From e2e74d617eadc15f601983270c4f4a6935c5a943 Mon Sep 17 00:00:00 2001
From: Joe Thornber <ejt@redhat.com>
Date: Wed, 20 Mar 2013 17:21:27 +0000
Subject: [PATCH] dm cache: fix race in writethrough implementation

We have found a race in the optimisation used in the dm cache
writethrough implementation.  Currently, dm core sends the cache target
two bios, one for the origin device and one for the cache device and
these are processed in parallel.  This patch avoids the race by
changing the code back to a simpler (slower) implementation which
processes the two writes in series, one after the other, until we can
develop a complete fix for the problem.

When the cache is in writethrough mode it needs to send WRITE bios to
both the origin and cache devices.

Previously we've been implementing this by having dm core query the
cache target on every write to find out how many copies of the bio it
wants.  The cache will ask for two bios if the block is in the cache,
and one otherwise.

Then main problem with this is it's racey.  At the time this check is
made the bio hasn't yet been submitted and so isn't being taken into
account when quiescing a block for migration (promotion or demotion).
This means a single bio may be submitted when two were needed because
the block has since been promoted to the cache (catastrophic), or two
bios where only one is needed (harmless).

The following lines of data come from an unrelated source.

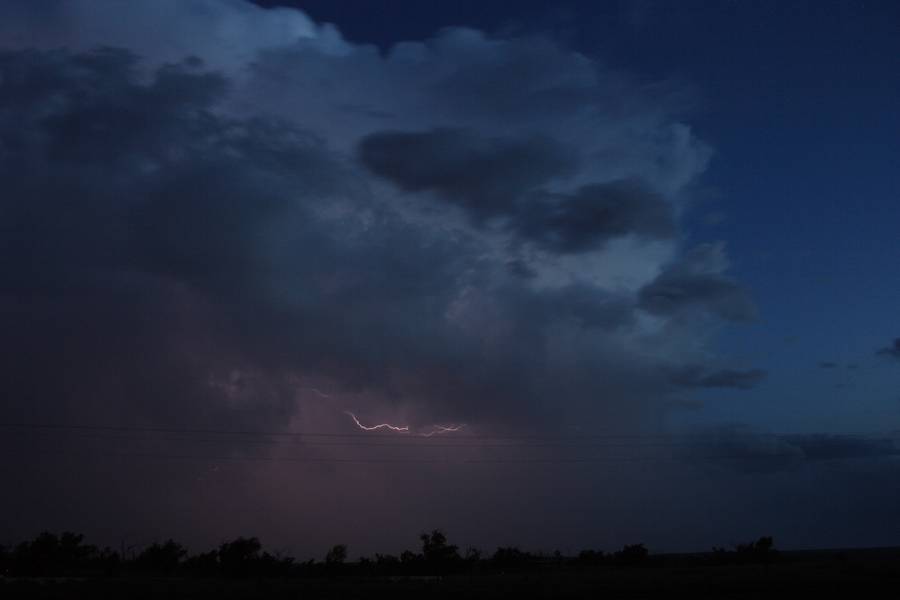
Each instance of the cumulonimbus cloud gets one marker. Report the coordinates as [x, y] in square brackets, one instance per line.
[397, 224]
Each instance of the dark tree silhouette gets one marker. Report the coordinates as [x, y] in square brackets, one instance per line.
[436, 550]
[632, 555]
[240, 557]
[761, 551]
[162, 558]
[337, 555]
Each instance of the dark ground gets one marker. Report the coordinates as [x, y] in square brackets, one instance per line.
[828, 574]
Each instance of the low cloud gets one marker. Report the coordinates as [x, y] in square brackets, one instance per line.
[698, 377]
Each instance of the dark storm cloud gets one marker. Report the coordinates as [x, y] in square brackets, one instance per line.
[745, 450]
[594, 214]
[130, 215]
[194, 249]
[500, 178]
[892, 351]
[696, 283]
[699, 377]
[485, 176]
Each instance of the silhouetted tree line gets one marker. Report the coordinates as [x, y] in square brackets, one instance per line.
[67, 555]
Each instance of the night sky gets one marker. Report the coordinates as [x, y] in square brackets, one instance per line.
[555, 275]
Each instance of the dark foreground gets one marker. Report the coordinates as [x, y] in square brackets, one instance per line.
[847, 574]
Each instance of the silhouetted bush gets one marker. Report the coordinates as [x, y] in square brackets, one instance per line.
[633, 555]
[161, 558]
[240, 558]
[510, 558]
[589, 557]
[762, 551]
[438, 555]
[337, 555]
[48, 554]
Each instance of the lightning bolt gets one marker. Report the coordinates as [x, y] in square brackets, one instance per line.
[439, 429]
[404, 428]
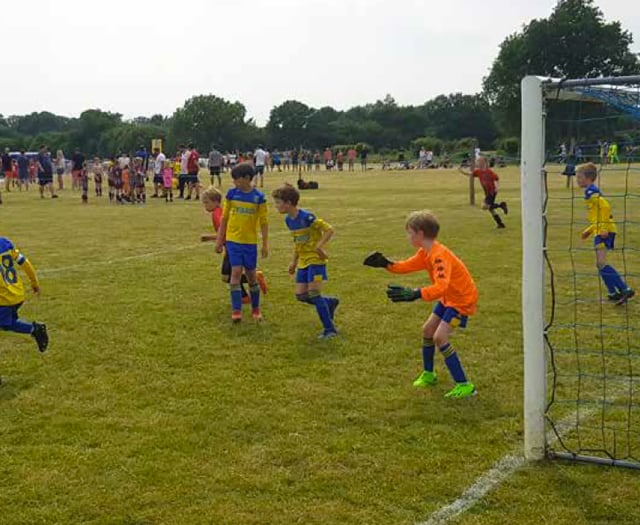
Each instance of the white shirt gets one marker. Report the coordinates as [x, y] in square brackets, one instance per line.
[259, 157]
[157, 169]
[183, 161]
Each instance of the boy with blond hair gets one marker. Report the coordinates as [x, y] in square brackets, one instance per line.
[452, 287]
[603, 229]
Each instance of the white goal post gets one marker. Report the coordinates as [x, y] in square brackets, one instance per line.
[535, 90]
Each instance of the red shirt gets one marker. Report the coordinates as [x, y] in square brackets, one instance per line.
[216, 218]
[488, 179]
[192, 162]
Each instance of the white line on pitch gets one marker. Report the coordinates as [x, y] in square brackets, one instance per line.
[500, 471]
[107, 262]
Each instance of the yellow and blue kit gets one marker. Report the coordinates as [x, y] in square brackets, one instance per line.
[603, 229]
[243, 212]
[599, 217]
[307, 229]
[11, 287]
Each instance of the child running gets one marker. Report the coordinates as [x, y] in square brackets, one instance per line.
[12, 294]
[489, 181]
[309, 263]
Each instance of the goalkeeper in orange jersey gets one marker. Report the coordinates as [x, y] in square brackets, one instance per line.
[12, 294]
[603, 229]
[453, 289]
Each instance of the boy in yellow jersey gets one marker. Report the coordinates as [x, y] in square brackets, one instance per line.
[603, 229]
[243, 210]
[310, 235]
[12, 294]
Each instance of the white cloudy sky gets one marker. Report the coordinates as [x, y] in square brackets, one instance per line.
[143, 57]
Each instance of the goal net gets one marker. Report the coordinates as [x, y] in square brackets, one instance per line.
[581, 327]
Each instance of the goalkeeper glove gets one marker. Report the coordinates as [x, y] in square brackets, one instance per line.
[401, 294]
[377, 260]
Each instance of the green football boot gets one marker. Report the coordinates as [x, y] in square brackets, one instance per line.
[462, 390]
[425, 380]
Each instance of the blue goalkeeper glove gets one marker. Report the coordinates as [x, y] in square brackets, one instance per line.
[400, 294]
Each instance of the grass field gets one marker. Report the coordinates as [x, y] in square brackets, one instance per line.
[151, 408]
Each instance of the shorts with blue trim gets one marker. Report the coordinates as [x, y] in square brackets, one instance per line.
[450, 315]
[241, 254]
[608, 241]
[311, 274]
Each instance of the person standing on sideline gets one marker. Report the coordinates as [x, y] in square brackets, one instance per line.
[193, 167]
[215, 163]
[182, 179]
[259, 159]
[60, 168]
[351, 158]
[45, 172]
[158, 166]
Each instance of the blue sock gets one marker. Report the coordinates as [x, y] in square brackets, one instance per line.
[236, 297]
[19, 326]
[616, 278]
[428, 350]
[453, 363]
[254, 291]
[608, 277]
[323, 311]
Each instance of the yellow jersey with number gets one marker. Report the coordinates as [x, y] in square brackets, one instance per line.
[11, 286]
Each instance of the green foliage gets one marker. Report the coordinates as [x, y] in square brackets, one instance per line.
[509, 146]
[206, 119]
[429, 143]
[574, 42]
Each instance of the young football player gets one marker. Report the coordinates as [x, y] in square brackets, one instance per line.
[309, 262]
[244, 210]
[489, 181]
[603, 229]
[453, 289]
[12, 294]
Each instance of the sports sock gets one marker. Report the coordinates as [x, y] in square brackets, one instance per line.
[608, 275]
[428, 350]
[236, 297]
[616, 278]
[453, 363]
[19, 326]
[323, 311]
[254, 291]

I really don't want to start entering bios into the quiescing system
(deferred_set) in the get_num_write_bios callback.  Instead this patch
simplifies things; only one bio is submitted by the core, this is
first written to the origin and then the cache device in series.
Obviously this will have a latency impact.

deferred_writethrough_bios is introduced to record bios that must be
later issued to the cache device from the worker thread.  This deferred
submission, after the origin bio completes, is required given that we're
in interrupt context (writethrough_endio).

Signed-off-by: Joe Thornber <ejt@redhat.com>
Signed-off-by: Mike Snitzer <snitzer@redhat.com>
Signed-off-by: Alasdair G Kergon <agk@redhat.com>
---
 drivers/md/dm-cache-target.c | 138 ++++++++++++++++++++++-------------
 1 file changed, 88 insertions(+), 50 deletions(-)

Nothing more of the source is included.